T-25 - Aeronaves de treinamento da AFA atingem 100% de disponibilidade

A frota do T-25 Universal da Academia da Força Aérea (AFA), utilizada em treinamento, atingiu a marca histórica de 100% de disponibilidade. No dia 23 de outubro - coincidindo com o Dia do Aviador e Dia da Força Aérea Brasileira - as 42 aeronaves estavam prontas para voo. Este índice só havia sido alcançado uma vez, na década de 80.
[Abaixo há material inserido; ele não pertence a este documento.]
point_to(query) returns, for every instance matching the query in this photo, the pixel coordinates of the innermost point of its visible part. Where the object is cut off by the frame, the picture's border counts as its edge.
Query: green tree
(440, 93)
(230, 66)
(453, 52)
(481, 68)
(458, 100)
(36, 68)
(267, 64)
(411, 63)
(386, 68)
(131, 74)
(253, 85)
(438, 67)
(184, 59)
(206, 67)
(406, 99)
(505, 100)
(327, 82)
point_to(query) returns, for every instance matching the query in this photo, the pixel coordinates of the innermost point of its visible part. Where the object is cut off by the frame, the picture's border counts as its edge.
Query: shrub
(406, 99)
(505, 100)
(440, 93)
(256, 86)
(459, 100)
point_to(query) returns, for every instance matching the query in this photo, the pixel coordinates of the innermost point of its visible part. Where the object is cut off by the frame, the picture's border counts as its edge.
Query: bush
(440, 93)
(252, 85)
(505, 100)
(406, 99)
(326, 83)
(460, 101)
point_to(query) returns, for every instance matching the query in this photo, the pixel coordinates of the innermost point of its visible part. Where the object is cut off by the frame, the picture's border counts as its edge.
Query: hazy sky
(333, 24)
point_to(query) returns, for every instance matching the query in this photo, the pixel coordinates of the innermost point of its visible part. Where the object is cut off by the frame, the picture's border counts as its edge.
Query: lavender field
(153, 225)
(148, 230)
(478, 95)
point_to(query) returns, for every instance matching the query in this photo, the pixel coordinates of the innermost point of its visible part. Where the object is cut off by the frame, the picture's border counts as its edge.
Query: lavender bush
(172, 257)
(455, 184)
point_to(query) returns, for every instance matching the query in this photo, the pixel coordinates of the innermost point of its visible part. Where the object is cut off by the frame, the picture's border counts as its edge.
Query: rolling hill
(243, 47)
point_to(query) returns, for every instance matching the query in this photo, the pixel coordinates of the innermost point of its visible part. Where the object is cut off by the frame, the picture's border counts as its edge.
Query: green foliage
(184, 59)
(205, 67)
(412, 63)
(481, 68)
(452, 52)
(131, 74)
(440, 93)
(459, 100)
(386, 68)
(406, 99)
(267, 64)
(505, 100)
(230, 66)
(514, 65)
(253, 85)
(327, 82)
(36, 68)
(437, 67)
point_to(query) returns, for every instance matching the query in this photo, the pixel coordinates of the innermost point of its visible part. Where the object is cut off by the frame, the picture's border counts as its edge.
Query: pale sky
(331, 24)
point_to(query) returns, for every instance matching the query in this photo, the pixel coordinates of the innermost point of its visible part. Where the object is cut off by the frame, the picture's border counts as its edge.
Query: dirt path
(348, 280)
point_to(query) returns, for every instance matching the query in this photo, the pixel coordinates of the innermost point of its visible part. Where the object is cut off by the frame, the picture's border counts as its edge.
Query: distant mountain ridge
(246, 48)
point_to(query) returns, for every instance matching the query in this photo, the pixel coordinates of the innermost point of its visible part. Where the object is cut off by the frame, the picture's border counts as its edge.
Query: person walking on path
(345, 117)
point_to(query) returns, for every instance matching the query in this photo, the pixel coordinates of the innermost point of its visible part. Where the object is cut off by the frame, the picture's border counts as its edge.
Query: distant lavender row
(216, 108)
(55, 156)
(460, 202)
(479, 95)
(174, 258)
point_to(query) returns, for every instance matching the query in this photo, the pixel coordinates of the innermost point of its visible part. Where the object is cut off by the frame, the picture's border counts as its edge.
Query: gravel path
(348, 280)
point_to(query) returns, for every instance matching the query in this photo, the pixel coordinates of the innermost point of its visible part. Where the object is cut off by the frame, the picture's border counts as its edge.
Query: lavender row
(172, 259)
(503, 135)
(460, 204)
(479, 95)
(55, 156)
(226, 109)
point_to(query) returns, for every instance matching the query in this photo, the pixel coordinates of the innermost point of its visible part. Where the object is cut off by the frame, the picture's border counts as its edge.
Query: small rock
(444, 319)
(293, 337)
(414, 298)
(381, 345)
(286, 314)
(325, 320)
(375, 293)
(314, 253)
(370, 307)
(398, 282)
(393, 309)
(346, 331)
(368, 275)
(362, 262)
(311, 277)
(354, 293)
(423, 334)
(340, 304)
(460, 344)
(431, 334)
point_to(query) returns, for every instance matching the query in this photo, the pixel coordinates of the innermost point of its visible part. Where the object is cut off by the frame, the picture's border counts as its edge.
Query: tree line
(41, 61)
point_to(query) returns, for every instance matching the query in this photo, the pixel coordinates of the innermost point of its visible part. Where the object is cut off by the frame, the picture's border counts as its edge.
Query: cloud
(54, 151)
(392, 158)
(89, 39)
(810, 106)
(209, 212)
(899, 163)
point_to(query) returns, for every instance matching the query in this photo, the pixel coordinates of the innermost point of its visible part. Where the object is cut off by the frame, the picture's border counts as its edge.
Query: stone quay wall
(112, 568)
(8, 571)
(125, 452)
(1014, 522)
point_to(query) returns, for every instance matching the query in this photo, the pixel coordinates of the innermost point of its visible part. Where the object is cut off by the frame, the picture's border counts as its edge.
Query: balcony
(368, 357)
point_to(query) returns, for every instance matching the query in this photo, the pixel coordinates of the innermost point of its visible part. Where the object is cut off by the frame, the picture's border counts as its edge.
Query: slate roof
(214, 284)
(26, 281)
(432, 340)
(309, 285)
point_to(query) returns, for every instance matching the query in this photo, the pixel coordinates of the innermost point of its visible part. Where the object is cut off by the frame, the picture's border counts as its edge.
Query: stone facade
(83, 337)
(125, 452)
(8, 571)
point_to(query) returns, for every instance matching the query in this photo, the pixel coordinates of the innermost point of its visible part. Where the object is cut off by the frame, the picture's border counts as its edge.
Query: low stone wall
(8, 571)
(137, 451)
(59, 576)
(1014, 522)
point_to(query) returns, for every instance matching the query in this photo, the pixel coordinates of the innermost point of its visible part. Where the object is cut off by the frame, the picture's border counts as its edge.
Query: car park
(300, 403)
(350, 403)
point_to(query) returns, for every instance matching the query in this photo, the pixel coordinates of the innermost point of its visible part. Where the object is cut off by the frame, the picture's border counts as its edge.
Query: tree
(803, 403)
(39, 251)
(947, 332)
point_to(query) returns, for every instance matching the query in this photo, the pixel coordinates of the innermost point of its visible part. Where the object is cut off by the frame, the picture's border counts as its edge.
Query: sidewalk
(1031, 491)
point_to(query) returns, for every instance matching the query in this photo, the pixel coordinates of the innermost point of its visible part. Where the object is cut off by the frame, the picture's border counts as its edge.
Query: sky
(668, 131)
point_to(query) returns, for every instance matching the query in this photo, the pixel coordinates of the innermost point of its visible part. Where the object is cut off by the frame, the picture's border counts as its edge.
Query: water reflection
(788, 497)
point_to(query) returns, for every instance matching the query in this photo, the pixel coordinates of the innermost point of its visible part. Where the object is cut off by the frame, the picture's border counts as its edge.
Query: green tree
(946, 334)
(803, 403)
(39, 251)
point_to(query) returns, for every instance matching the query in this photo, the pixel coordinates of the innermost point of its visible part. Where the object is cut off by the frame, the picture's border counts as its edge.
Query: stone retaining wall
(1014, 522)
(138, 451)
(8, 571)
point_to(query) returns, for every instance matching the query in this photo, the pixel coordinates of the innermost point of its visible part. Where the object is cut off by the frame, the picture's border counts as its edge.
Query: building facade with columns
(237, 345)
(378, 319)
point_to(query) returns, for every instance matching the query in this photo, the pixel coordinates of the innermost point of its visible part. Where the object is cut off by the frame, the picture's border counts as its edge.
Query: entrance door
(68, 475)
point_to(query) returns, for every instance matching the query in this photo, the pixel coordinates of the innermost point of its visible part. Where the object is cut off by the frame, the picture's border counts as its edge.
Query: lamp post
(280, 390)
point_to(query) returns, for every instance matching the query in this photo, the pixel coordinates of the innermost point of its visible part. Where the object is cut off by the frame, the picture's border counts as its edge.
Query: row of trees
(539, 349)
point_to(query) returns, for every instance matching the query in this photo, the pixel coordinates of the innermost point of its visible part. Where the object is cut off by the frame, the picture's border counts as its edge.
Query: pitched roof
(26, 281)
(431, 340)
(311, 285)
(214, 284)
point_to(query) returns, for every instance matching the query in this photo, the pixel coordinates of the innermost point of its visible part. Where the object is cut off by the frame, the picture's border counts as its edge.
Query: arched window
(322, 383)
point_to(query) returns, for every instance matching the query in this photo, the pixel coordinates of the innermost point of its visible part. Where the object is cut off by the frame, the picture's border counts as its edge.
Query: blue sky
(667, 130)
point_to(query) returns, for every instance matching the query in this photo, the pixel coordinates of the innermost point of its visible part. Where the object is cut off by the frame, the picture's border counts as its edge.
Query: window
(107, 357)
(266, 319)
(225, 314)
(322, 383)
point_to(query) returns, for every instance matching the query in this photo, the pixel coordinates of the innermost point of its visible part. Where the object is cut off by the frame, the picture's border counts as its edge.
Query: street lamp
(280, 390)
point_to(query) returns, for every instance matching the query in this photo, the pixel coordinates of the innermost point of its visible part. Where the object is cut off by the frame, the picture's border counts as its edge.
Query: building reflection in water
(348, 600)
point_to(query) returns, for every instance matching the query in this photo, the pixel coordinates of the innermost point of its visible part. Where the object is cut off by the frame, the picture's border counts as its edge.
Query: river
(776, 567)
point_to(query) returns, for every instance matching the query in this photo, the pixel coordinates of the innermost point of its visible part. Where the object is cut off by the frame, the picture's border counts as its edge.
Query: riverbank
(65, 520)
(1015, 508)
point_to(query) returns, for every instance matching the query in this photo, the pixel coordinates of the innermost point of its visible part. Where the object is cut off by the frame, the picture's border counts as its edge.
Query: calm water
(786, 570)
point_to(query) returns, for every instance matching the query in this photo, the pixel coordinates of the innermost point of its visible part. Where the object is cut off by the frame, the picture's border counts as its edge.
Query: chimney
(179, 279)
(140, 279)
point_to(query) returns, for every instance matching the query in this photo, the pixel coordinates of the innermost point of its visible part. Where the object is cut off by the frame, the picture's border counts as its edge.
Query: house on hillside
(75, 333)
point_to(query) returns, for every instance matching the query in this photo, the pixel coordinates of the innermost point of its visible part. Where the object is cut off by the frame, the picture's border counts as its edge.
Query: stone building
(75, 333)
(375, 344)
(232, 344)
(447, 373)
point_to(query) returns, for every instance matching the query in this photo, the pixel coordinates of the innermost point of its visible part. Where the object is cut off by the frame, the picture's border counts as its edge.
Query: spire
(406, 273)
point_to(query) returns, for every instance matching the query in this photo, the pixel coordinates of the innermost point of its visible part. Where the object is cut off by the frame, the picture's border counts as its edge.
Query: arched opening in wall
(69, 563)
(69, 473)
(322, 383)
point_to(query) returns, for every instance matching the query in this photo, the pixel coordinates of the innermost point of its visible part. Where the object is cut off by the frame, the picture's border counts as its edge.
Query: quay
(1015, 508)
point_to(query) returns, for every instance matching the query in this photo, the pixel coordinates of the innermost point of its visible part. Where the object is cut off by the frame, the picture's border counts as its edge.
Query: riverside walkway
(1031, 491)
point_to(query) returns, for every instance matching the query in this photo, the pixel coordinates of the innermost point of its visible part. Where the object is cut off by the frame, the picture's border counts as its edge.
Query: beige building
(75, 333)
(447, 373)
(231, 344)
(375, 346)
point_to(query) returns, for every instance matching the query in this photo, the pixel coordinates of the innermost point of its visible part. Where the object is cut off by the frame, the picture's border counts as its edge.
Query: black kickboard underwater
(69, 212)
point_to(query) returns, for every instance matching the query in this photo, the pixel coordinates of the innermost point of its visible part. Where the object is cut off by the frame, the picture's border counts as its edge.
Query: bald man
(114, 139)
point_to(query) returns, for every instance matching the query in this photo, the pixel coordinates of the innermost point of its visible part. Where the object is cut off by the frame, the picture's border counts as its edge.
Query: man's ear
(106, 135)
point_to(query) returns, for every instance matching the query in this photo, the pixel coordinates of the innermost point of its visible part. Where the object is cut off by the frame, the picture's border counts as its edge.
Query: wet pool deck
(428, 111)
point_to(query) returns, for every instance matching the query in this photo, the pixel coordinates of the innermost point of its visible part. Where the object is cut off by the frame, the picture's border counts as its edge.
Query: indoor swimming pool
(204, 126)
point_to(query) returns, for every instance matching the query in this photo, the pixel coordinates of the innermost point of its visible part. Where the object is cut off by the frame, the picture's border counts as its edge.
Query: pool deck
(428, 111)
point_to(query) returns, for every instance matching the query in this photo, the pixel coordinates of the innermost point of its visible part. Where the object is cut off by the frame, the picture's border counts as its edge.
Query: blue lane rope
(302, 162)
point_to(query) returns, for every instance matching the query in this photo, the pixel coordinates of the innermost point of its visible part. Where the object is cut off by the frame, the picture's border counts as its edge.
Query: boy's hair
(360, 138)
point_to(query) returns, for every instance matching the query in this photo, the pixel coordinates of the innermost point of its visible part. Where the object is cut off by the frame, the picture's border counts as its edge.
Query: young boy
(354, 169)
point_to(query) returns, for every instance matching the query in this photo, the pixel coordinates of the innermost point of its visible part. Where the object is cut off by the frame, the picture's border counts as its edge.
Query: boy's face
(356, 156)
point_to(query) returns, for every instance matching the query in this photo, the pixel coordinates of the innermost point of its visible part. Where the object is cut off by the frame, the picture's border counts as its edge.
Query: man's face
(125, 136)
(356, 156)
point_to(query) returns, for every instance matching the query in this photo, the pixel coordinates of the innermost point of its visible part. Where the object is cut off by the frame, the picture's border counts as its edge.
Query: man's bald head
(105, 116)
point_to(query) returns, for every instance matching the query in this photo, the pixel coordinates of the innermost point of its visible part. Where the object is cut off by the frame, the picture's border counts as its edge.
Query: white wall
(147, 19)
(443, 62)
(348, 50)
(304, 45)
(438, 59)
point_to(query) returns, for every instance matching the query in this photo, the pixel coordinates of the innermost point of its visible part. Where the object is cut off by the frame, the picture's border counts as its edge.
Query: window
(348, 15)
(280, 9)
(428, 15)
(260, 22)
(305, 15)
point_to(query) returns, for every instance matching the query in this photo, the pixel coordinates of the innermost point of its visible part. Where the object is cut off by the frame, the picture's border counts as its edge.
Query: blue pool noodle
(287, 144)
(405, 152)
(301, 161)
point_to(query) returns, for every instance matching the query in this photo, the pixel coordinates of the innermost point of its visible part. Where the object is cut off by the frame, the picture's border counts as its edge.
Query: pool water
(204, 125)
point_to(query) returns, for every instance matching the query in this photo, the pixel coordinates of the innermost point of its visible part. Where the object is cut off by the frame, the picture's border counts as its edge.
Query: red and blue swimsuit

Com 27 anos de experiência na manutenção do T-25, o Suboficial Ronaldo Legui explica que o avião é fácil de trabalhar, mas que uma evolução na organização do trabalho fez a diferença. “A logística melhorou e a informática ajudou. Foram implantados sistemas que fazem os suprimentos chegarem quando são necessários”, conta. O suboficial diz que são realizadas, em média, 250 inspeções anuais em aeronaves da frota e que agora todos os passos têm um melhor planejamento, para que a aeronave seja liberada em menor tempo e com o máximo de segurança.

O Tenente-Coronel da reserva Especialista em Aeronaves Antonio Moacir Fassi conta que o T-25 já enfrentou dificuldades logísticas pela vida útil das peças e falta de componentes no mercado para manutenção. “Com um esforço concentrado no Parque de Material Aeronáutico de Lagoa Santa (PAMA-LS) e no Centro de Logística da Aeronáutica (CELOG), os itens foram nacionalizados e seu fornecimento foi regularizado”, relembra.


As aeronaves estão na AFA há 42 anos e atualmente são utilizadas na formação básica dos cadetes aviadores da FAB, da Marinha do Brasil, militares de nações amigas, além de missões administrativas. Todo ano, aproximadamente cem cadetes do segundo ano da AFA realizam a etapa primária do treinamento aéreo no T-25. As metas de disponibilidade são estipuladas visando cumprir esta missão.

Para o Tenente-Coronel Moacir, Chefe da Subdivisão de Manutenção do Setor Leste (T-25), o índice de 100% de disponibilidade representa uma conquista para a equipe. “Desde o chefe até o soldado mais moderno, todos têm se empenhado no propósito da missão que é colocar uma disponibilidade diária para a instrução básica dos cadetes”, diz.
 
Fonte: AFA

Comentários

Depois dessa notícia dá até vontade de voltar para a AFA e fazer a troca dos acrílicos do pára-brisas e do canopi como eu fazia antigamente só para dizer que eu participei dessa vitória.
Me lembro quando pertencia a Esquadrilha da Fumaça, na década de 70, eu e outros companheiros, fizemos o curso dessa aeronave, diretamente na fábrica Neiva, em São José dos Campos e em Botucatu.